Correct response: Transfer the newborn to a preheated radiant warmer. Dry the newborn. Clear the airway. Stimulate the newborn by rubbing the back. Check the heart rate. Explanation: Commonly the first step in a nursing intervention cascade is assessment. However, the nurse already has assessed that the newborn is term, is not crying, and has decreased tone that would require intervention. The first step is to warm the newborn and then to decrease any further loss of heat through evaporation by drying the newborn. The airway should be cleared before the newborn is stimulated to avoid aspiration. The nurse would then check the heart rate to see if further resuscitation efforts are necessary.

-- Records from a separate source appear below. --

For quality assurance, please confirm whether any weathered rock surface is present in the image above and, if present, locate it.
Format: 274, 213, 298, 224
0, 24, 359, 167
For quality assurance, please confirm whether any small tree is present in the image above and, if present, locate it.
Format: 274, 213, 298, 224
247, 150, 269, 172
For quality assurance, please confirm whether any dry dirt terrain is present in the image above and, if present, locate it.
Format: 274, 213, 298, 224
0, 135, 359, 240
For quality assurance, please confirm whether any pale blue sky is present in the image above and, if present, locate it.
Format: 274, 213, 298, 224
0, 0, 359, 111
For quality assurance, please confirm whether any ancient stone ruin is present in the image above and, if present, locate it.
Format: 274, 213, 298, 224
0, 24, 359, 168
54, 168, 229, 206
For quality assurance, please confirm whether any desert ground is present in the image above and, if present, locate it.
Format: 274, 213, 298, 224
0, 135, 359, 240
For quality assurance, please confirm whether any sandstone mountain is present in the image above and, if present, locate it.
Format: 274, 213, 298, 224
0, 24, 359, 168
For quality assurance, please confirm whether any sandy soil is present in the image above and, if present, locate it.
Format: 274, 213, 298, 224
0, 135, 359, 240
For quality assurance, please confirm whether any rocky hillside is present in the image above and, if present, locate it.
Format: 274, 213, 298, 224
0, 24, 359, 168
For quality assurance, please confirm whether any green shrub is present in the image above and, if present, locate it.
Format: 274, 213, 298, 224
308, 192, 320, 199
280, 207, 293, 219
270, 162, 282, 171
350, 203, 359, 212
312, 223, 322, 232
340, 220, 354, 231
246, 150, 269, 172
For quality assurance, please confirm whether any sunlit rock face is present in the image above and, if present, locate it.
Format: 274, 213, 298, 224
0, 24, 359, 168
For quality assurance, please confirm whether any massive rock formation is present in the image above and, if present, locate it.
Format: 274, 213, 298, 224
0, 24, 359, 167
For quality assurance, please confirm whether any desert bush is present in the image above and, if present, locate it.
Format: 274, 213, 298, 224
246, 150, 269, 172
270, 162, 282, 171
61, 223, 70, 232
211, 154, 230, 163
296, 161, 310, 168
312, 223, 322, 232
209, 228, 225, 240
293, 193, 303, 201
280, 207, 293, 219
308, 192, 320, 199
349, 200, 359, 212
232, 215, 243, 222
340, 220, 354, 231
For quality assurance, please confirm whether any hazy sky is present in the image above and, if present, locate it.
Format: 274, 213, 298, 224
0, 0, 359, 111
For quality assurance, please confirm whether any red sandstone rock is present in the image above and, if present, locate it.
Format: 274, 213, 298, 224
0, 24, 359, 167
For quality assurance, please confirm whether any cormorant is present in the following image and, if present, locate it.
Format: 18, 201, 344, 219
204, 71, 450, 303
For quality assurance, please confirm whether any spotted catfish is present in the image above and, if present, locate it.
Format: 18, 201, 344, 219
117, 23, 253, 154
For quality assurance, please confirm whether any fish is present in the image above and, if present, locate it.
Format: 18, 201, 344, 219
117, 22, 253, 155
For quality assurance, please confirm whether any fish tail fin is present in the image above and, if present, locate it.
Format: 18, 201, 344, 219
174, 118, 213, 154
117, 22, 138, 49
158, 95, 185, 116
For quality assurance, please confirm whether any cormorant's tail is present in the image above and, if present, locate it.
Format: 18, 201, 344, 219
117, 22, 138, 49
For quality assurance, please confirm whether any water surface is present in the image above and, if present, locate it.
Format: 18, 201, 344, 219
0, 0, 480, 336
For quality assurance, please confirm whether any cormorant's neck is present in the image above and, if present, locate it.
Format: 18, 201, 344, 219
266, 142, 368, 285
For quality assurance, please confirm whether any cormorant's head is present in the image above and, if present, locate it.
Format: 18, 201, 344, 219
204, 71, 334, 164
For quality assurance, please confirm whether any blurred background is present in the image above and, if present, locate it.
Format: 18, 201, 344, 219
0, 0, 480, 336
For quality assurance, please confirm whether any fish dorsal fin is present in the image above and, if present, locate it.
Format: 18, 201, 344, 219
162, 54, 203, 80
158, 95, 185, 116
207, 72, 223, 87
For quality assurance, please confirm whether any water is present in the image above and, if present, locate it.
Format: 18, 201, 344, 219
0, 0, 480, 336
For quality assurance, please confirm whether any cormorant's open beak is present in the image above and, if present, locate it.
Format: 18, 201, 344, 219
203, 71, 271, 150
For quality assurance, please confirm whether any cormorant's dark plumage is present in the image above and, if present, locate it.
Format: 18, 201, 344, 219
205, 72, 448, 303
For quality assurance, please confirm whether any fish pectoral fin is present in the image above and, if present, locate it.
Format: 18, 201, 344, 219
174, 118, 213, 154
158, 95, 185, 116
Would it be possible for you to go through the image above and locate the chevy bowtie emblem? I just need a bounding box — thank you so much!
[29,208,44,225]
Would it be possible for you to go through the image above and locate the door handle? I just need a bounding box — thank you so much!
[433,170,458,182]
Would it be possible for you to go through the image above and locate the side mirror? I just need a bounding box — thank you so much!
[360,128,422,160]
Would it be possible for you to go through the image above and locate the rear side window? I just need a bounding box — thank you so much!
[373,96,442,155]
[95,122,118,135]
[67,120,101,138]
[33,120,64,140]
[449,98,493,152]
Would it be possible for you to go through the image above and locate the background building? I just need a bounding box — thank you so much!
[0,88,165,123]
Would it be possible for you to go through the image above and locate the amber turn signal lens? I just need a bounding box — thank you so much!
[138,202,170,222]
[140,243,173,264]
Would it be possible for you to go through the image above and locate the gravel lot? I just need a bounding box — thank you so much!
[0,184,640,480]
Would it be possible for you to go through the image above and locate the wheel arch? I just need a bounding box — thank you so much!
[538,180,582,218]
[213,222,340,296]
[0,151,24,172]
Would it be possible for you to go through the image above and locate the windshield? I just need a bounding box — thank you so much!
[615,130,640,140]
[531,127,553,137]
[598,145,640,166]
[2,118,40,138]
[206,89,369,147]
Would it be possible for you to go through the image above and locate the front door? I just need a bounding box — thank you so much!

A first-time mother informs the nurse that she is unable to breastfeed her newborn through the day as she is usually away at work. She adds that she wants to express her breast milk and store it for her newborn to have later. What instruction would be correct to offer the mother to ensure the safety of the stored expressed breast milk? Use the sealed and chilled milk within 24 hours. Use any frozen milk within 6 months of obtaining it. Use microwave ovens to warm the chilled milk. Refreeze any unused milk for later use if it has not been out more that 2 hours.

Correct response: Use the sealed and chilled milk within 24 hours. Explanation: The nurse should instruct the woman to use the sealed and chilled milk within 24 hours. The nurse should not instruct the woman to use frozen milk within 6 months of obtaining it, to use microwave ovens to warm chilled milk, or to refreeze the used milk and reuse it. Instead, the nurse should instruct the woman to use frozen milk within 3 months of obtaining it, to avoid using microwave ovens to warm chilled milk, and to discard any used milk and never refreeze it.

On examination, the hands and feet of a 12-hour-old infant are cyanotic without other signs of distress. The nurse should document this as: potential for respiratory distress. poor oxygenation. cold stress. acrocyanosis.

Correct response: acrocyanosis. Explanation: Acrocyanosis is a blue tint to the hands and feet of newborns during the first few days of life. Acrocyanosis is a normal finding and is not indicative of a potential for respiratory distress, poor oxygenation, or cold stress.

The nurse is admitting a 10-pound (4.5-kg) newborn to the nursery. What is important for the nurse to monitor during the transition period? Apgar score blood sugar heart rate temperature

Correct response: blood sugar Explanation: Most facilities have protocols to guide nursing care in the treatment of hypoglycemia. Many pediatricians have preprinted orders that can be initiated if the glucose level falls below a predetermined level (usually 40-50 mg/dl).

While assessing a newborn, the nurse notes that half the body appears red while the other half appears pale. The nurse interprets this finding as: harlequin sign. stork bites. Mongolian spots. erythema toxic.

Correct response: harlequin sign. Explanation: Harlequin sign refers to the dilation of blood vessels on only one side of the body. It gives a distinct midline demarcation, which is pale on one side and red on the opposite. Stork bites are superficial vascular areas found on the nape of the neck, eyelids, between the eyes and upper lip. Mongolian spots are blue or purple splotches that appear on the lower back and buttocks. Erythema toxicum is a benign, idiopathic, generalized, transient rash that resembles flea bites.